Entre paréntesis, Roberto Bolaño. p. 198
Son incontables los suicidios
literarios y algunos conservan aún hoy el resplandor original, el aura de
leyenda, el estallido o la implosión que tanto asustó a sus contemporáneos, a aquellos
que vivieron el suicidio de cerca, pues el suicida era un amigo o el maestro o
un colega al que sólo en ese momento prestaron atención. El suicidio de Gabriel
Ferrater, uno de los mejores poetas catalanes de la segunda mitad del siglo XX,
se encuadra en la categoría de los suicidios cerebrales o concienzudamente
premeditados, sin que ello quiera decir, en modo alguno, que Ferrater se pasara
la vida acariciando su propio suicidio, de la misma forma que otros poetas
acarician su hipertrofiado ego. Al contrario, parece ser que a los veintitantos
años, más cerca de los treinta que de los veinte, Ferrater deciclió suicidarse
y eligió el año 1972, un año, visto así, tan vulgar como cualquier otro, con la
única salvedad de que aquel año él cumpliría cincuenta, una cifra y una edad redondas. Vivir
más allá de los cincuenta años, consideró, era, más que una pérdida de tiempo, una
claudicación a los bochornos de la edad.
Después ya no pensó más en ello,
aunque es probable que en alguna juerga lo comentara con aquellos poetas
jóvenes que tanto lo querían, como Barral y Gil de Biedma.
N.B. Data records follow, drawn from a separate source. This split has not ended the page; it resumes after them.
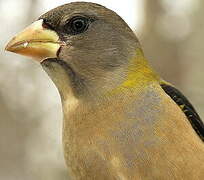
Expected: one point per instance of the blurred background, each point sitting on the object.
(172, 36)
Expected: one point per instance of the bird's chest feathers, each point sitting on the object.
(100, 135)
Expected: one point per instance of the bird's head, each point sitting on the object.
(84, 47)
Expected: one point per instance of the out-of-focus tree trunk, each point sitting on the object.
(162, 54)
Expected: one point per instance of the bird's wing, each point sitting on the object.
(186, 107)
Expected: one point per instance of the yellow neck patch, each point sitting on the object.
(139, 74)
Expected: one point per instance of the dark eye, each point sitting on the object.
(77, 25)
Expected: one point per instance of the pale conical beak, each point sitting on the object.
(36, 42)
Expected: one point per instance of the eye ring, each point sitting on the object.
(77, 25)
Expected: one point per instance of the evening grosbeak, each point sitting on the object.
(121, 120)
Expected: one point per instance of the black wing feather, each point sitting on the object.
(187, 108)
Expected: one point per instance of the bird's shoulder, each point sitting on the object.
(186, 107)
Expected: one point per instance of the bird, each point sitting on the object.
(121, 120)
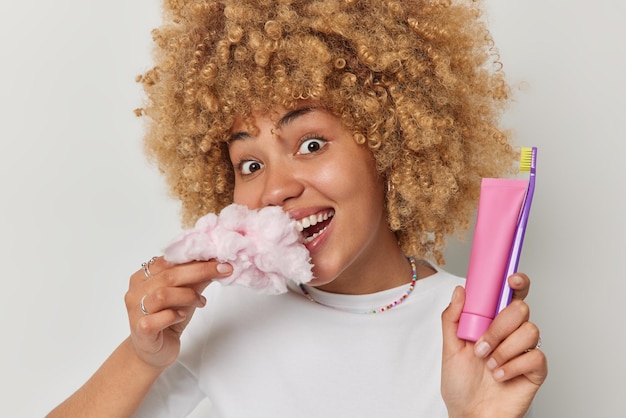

Mientras llegaba
aquella fecha fatídica, pero aún lejanísima, se dedicó en cuerpo y alma a leer,
a traducir (Kafka, Chomsky), a follar, a beber, a viajar, a visitar museos, a
atravesar en moto Barcelona, de arriba abajo, con litros de whisky en la
sangre, a cultivar la amistad, a enamorarse de mujeres extrañísimas. Las fotos que
tenemos de él nos muestran a un tipo en general bien parecido, a veces con un
aire de actor de cine, el pelo blanco, gafas negras, suéter de cuello alto, las
facciones duras e inteligentes, los labios con una ligera -y más que
suficiente- inclinación sardónica, unos labios que debieron de ser temidos en
su época. Cuando por fin llegó el año 1972 y a los cincuenta años de su vida,
en Sant Cugat del Valles, un pueblito cercano a Barcelona, cumplió su destino y
se suicidó. A nadie le pareció anormal.